European studies blog

Exploring Europe at the British Library

21 January 2015

Memories of a Nation: British Library loans at the British Museum

The British Museum’s exhibition ‘Germany – Memories of a Nation’ and the accompanying BBC Radio series have followed on from Museum Director Neil McGregor’s earlier ‘Histories in Objects’ projects, using artefacts from 600 years of German history “to investigate the complexities of addressing a …history which is full of both triumphs and tragedies.”

The objects in question include many spectacular loans – from Tischbein’s famous portrait of Goethe in Italy to Barlach’s hovering angel from Güstrow (and not forgetting a VW Beetle in the Museum’s Great Court). The British Library also lent a number of items, and as they prepare to return home after the exhibition closes on 25 January, here is a brief description.

Among the first exhibits visitors see is a map of Germany, printed in Eichstätt in 1494 (British Library Maps C.2.a.1), one of the items used to illustrate Germany’s changing borders over six centuries. A far larger map of a far smaller area is the ‘Seld Map’ (Maps *30415.(6.)) showing the city of Augsburg in the early 16th century, which is used to exemplify the power and importance of the ‘Free Imperial Cities’ of the Holy Roman Empire. It is easy to become lost in both maps: in the Eichstätt one trying to work out the geography and identify the different cities, and in the Augsburg one simply enjoying the meticulous detail of the streets and buildings and of the small figures passing to and fro among them.

One of the Library’s two copies of the Gutenberg Bible is placed in the section of the exhibition highlighting German technological achievements and inventions, in this case the printing press, perhaps the most influential invention in Western history. This is the copy printed on paper from King George III’s library (C.9.d.3-4); the other is on vellum and belonged to the collector Thomas Grenville(G.12226).

Gutenberg Bible
The opening page of the Gutenberg Bible (Mainz, ca 1455) C.9.d.3.

Another Bible, printed less than a century after Gutenberg’s invention, shows how far printing technology had advanced in that time. However, it is not in the exhibition primarily as an example of printing but rather to illustrate the huge influence that its translator, Martin Luther, had on Germany’s religious life and on the German language. This particular Luther Bible from 1541 (679.i.15 and 679.i.16) is one of my own favourite British Library treasures. It is a large-format edition, bound in two volumes, each bearing a handwritten inscription by Luther himself; the first volume also has inscriptions by fellow-reformers Johannes Bugenhagen, Georg Major and Philipp Melanchthon.

Luther Bible
The Bible in Martin Luther’s translation: Biblia, das ist, die gantze Heilige Schrift (679.i.15). Luther’s inscription, starting with the opening of the 23rd Psalm, is on the left

Our other printed books in the exhibition may be less visually exciting, but still tell important stories. Three of Goethe’s works are exhibited in a case which illustrates both his literary career and his scientific interests. Die Leiden des jungen Werthers (Leipzig, 1774; 12547.aa.21.) is the work which brought him international fame at the age of 24 and became the cult novel of the day. The drama Iphigenie auf Tauris illustrates the more mature classicism which followed the young Goethe’s ‘Sturm und Drang’ years, while an edition of Faust (Heidelberg, 1832; 11749.de.6) published in the year of Goethe’s death represents the drama that became his life’s work and has often been seen as the quintessential work of German literature.

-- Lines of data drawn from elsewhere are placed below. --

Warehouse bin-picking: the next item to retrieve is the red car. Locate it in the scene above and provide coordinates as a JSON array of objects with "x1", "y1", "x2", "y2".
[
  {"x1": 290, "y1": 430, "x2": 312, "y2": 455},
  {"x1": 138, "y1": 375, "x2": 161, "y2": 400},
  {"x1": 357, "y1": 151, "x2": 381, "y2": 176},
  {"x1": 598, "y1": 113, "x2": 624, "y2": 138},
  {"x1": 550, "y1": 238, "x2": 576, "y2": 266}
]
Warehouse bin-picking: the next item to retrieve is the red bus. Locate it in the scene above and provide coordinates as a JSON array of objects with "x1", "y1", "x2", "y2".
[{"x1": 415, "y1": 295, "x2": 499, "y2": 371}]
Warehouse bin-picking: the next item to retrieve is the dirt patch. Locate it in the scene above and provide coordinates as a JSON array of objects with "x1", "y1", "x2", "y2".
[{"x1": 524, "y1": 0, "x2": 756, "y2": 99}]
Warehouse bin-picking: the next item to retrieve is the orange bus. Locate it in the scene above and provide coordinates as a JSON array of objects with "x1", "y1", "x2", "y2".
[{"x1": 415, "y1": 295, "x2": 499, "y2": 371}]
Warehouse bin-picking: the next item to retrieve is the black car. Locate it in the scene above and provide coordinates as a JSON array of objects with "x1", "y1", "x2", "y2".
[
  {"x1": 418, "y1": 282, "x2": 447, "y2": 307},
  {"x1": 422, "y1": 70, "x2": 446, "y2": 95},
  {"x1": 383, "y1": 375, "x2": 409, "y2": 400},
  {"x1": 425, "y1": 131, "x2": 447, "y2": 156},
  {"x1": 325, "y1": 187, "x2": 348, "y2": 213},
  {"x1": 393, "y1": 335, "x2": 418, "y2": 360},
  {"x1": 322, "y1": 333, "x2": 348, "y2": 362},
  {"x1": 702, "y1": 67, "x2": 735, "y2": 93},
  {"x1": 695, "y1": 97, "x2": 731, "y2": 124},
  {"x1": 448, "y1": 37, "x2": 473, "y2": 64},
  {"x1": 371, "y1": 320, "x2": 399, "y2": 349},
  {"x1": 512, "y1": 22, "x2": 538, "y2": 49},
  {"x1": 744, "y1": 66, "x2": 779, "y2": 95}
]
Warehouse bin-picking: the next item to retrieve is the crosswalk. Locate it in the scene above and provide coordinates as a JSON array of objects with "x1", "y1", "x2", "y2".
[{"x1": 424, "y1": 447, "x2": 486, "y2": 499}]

In the section of the exhibition looking at political developments in 19th-century Germany is a work which has a particular connection to the British Museum itself: Karl Marx’s Das Kapital (Hamburg, 1872; C.12.b.1.). Marx famously worked on the book in the Round Reading Room of the British Museum, and he presented the copy on display (although sadly he didn’t see fit to inscribe it) to the then British Museum Library, now part of the British Library. It is appropriate that this book should be displayed in an exhibition gallery now situated above the Round Reading Room; indeed, although I wrote earlier about the items ‘coming home’ to the British Library, for almost all of them this exihibition marks a temporary return to their previous home in the Museum. An exception is the Manifest der Kommunistischen Partei (Communist Manifesto; London, 1848; C.194.b.289), shown alongside Das Kapital. This was acquired by the Library in 2010, filling a long-felt gap in our holdings.

Communist Manifesto
Cover of the Communist Manifesto, published by German political exiles in London

For those unable to get to the exhibition in its last days, some of the items described here are pictured in the accompanying book and some are discussed in the BBC series, where you can also hear BL curators among others discussing Gutenberg, Luther and Marx. And, although some are restricted from general use on account of their value, all will, of course, soon be back in the British Library.